General Discussion
In reply to the discussion: Against my better judgment ... [View all]BainsBane
(57,746 posts)Many disparate ideologies. Like all ideologies of oppression, it has also served as a tool of resistance. The examples are many: Nat Turner, Tupac Amaru II/ Tupac Katari, the Contestado Rebellion, Canudos, the Cemiteriada, many of the popular uprisings surrounding Mexican Independence, The Muslim Uprising of 1835 in Bahia, Brazil, hundreds of slave revolts, and daily resistance in the slave quarters as documented by a series of historians of the US. Even the Iranian Revolution and many fundamentalist movements in the the Middle East. We don't like the world they seek to create, but religion has served as an ideology they have used to organize themselves and overturn secular dictatorships.

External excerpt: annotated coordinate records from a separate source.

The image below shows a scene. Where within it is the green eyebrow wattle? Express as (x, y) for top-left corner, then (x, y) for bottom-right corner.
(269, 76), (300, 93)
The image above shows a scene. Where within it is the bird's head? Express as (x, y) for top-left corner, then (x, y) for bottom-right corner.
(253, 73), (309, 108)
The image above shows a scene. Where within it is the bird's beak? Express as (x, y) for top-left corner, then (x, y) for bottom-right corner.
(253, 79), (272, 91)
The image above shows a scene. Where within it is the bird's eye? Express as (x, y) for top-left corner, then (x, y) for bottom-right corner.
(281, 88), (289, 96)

The same is true of the law. It serves as a form of social control but the oppressed have marshaled it for their own purposes, such as in manumission cases in Spanish- and Portuguese- American courts. Religion, I believe, has empowered more social movements because it does not require the cooperation of authorities as legal resistance does.
Part of my problem with many of the critiques of religion is that they are one-dimensional. Religion, like other ideologies, can be very complicated, and is often understood quite differently by the powerless than by the powerful who use it as a tool of oppression. Yes, it has served the purposes of conquest and war. I don't think I need to cite those examples here because people are familiar with many of them. It's the popular struggles that are less well known, but nonetheless important.
For me, religion isn't about whether a God exists. I consider that the least important aspect of it. It has meaning for peoples and their communities and because of that it is real--not necessarily the content of their beliefs but the relationships and communities they form around them.